- Type: State park
- Location: 42247 Grassy Point Road Alexandria Bay, New York
- Nearest city: Alexandria Bay, New York
- Coordinates: 44°16′59″N 76°00′00″W﻿ / ﻿44.283°N 76.0°W
- Area: 114 acres (0.46 km^{2})
- Operator: New York State Office of Parks, Recreation and Historic Preservation
- Visitors: 38,109 (in 2014)
- Open: Mid-May through mid-October
- Website: Grass Point State Park

= Grass Point State Park =

Park in New York, USA

Grass Point State Park is a 114 acre state park located in the Town of Orleans in Jefferson County, New York. The park is located along the St.
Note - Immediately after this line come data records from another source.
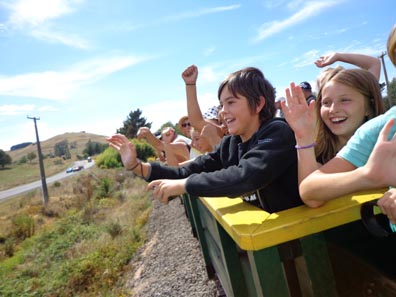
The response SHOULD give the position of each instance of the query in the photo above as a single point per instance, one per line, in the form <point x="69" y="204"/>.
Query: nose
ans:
<point x="333" y="107"/>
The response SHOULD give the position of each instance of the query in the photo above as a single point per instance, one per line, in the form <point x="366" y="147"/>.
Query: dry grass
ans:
<point x="15" y="175"/>
<point x="47" y="146"/>
<point x="74" y="251"/>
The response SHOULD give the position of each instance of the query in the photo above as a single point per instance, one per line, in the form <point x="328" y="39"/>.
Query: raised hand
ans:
<point x="166" y="189"/>
<point x="190" y="75"/>
<point x="326" y="60"/>
<point x="125" y="148"/>
<point x="380" y="167"/>
<point x="300" y="116"/>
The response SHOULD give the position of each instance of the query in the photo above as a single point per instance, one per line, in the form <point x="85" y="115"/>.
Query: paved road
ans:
<point x="37" y="184"/>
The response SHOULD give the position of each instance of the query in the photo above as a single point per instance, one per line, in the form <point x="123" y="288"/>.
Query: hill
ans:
<point x="80" y="140"/>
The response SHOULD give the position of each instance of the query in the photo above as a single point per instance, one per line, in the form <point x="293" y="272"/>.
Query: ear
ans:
<point x="261" y="104"/>
<point x="368" y="107"/>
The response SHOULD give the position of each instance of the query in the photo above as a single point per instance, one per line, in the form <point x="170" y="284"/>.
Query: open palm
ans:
<point x="300" y="116"/>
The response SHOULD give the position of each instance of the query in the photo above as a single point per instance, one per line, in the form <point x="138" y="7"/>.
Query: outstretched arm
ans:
<point x="145" y="133"/>
<point x="339" y="177"/>
<point x="301" y="118"/>
<point x="369" y="63"/>
<point x="190" y="76"/>
<point x="128" y="155"/>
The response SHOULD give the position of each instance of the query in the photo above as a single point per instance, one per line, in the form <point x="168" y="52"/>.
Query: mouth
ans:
<point x="338" y="120"/>
<point x="228" y="121"/>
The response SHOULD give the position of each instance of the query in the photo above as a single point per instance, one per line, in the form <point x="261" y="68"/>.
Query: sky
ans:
<point x="84" y="65"/>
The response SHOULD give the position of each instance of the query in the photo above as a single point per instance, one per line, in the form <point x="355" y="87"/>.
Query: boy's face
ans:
<point x="238" y="117"/>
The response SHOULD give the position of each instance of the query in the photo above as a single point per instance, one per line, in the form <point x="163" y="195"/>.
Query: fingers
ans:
<point x="384" y="134"/>
<point x="295" y="95"/>
<point x="387" y="204"/>
<point x="157" y="186"/>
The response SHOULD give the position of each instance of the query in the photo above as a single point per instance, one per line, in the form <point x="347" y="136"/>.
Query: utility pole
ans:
<point x="42" y="173"/>
<point x="386" y="79"/>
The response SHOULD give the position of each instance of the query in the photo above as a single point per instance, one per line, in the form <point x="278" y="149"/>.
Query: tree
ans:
<point x="392" y="90"/>
<point x="5" y="159"/>
<point x="93" y="148"/>
<point x="132" y="124"/>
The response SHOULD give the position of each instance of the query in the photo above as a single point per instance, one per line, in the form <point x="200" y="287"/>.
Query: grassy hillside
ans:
<point x="81" y="243"/>
<point x="13" y="175"/>
<point x="47" y="146"/>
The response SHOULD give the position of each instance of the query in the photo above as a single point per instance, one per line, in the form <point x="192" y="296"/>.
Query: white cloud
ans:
<point x="309" y="10"/>
<point x="11" y="110"/>
<point x="58" y="85"/>
<point x="36" y="12"/>
<point x="56" y="37"/>
<point x="194" y="14"/>
<point x="36" y="18"/>
<point x="208" y="51"/>
<point x="47" y="108"/>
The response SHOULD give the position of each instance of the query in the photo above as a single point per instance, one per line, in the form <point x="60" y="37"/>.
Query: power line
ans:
<point x="40" y="156"/>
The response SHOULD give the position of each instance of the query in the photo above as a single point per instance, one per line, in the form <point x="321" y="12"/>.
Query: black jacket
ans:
<point x="262" y="170"/>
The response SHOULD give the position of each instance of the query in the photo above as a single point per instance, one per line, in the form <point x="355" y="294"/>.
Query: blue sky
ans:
<point x="83" y="65"/>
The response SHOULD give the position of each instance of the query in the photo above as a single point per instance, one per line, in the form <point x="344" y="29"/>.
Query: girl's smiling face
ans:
<point x="238" y="117"/>
<point x="343" y="110"/>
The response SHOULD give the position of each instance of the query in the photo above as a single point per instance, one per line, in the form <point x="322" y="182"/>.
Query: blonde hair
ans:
<point x="363" y="82"/>
<point x="391" y="45"/>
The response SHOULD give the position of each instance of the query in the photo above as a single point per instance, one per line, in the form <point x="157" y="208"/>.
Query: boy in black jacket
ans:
<point x="257" y="161"/>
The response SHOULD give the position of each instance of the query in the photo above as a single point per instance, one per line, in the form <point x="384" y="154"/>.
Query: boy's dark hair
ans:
<point x="251" y="83"/>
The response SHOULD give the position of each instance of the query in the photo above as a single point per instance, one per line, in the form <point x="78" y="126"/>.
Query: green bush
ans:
<point x="114" y="229"/>
<point x="24" y="226"/>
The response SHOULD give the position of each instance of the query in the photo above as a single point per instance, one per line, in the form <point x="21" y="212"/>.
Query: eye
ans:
<point x="326" y="103"/>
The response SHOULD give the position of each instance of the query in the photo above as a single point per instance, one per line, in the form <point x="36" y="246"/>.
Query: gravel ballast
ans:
<point x="170" y="263"/>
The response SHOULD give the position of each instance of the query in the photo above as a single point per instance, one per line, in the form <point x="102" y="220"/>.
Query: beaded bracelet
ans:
<point x="134" y="167"/>
<point x="301" y="147"/>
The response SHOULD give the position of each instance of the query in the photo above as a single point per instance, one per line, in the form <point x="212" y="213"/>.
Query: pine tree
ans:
<point x="132" y="124"/>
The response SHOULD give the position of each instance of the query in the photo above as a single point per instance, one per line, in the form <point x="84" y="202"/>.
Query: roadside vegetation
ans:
<point x="81" y="243"/>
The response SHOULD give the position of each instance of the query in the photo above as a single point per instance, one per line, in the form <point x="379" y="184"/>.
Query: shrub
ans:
<point x="23" y="226"/>
<point x="9" y="247"/>
<point x="114" y="229"/>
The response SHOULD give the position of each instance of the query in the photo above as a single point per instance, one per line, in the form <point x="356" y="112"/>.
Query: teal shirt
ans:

Lawrence River by NY 12 and NY 180, between Clayton and Alexandria Bay.

==Park description==
Grass Point State Park offers picnic tables with pavilions, a playground and playing fields, fishing and ice fishing, a boat launch and docks, a swimming beach, and seasonal hunting. A nearly 1 mile snowmobile trail passes through the park, which may be used for hiking during the summer months.

The park also includes a campground with 53 tent and 19 trailer sites, in addition to Grass Point Cottage, a two-story full-service accommodation located on the river's edge. The park is open from mid-May through mid-October.

The park offers views of nearby Rock Island Light, also owned by New York State but accessible only by boat.